In my small world, it’s twelve degrees, another
snowstorm in the forecast. 5 AM and I’m cooking
chicken thighs two ways, thinking about parents
who report teachers for their lessons about slavery,
the legacy of family separation. Perspective
is everything. I try to take the long view, remind
myself of the size of the universe, the insignificance
of this blue-green planet in a tiny solar system
in a galaxy among billions. We are in one
kalpa cycle of many. Big bangs followed by big
contractions. For now, the universe is expanding.
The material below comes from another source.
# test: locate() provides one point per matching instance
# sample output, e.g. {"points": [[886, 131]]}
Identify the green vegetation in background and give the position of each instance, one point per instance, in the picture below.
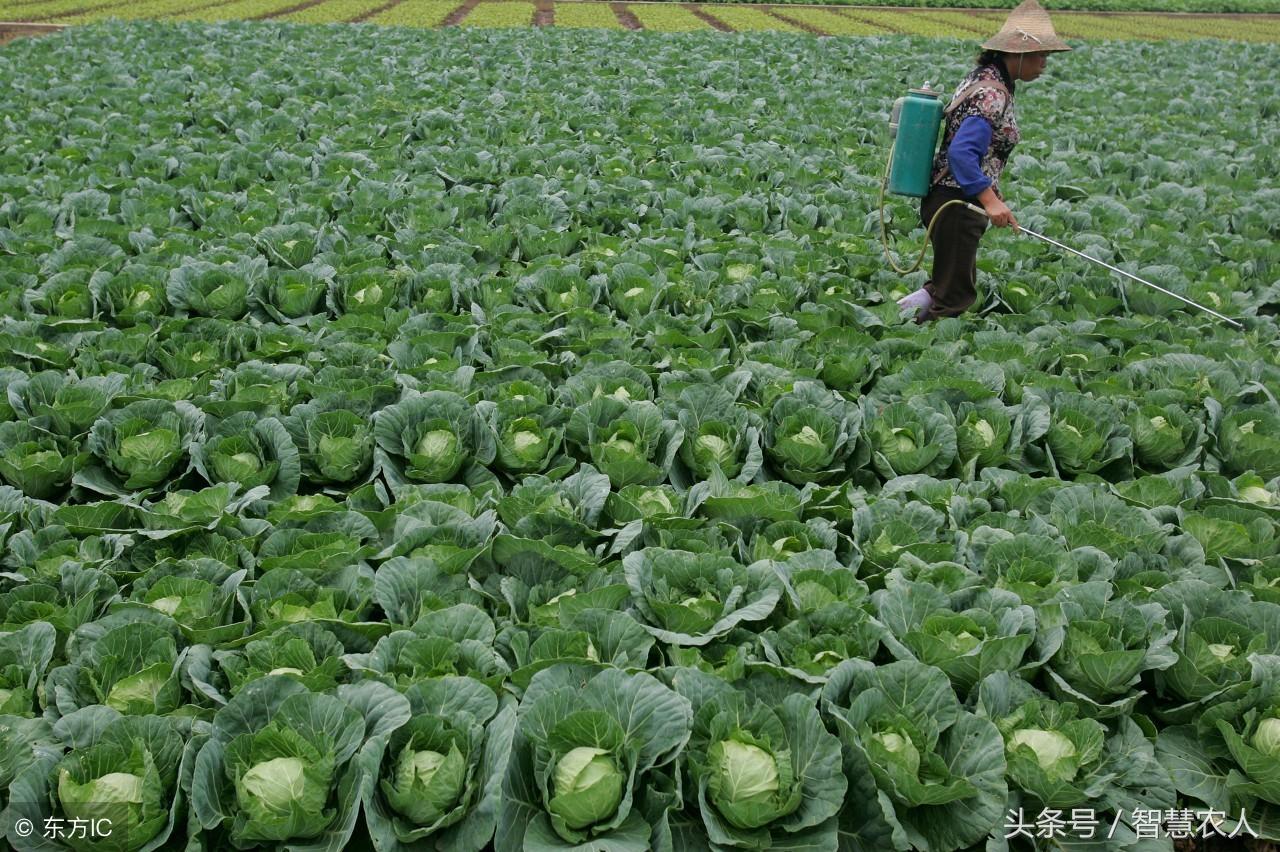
{"points": [[479, 439]]}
I know that’s none of my business. I build a fire
in the wood stove for backup heat, keep
my focus on the roasting time, portion and label
food for future meals in my freezer, hope
I don’t lose power or the long view of my small
and precious, simple life. At the end of a kalpa,
the world is annihilated by fire. My atoms will
disperse and recombine in other beings without
my guidance or knowledge.
*noun. (Sanskrit) The passing of time on a grand, cosmological scale. A duration of time in Hinduism covering a complete cosmic cycle from the origination to the destruction of a world system. From Lost in Translation: An Illustrated Compendium of Untranslatable Words from Around the World by Ella Frances Sanders.
Joan Mazza worked as a microbiologist and psychotherapist, and taught workshops on understanding dreams and nightmares. She is the author of six self-help psychology books, including Dreaming Your Real Self (Penguin/Putnam). Her poetry has appeared in The Comstock Review, Potomac Review, Prairie Schooner, Slant, Poet Lore, and The Nation. She lives in rural central Virginia and writes every day.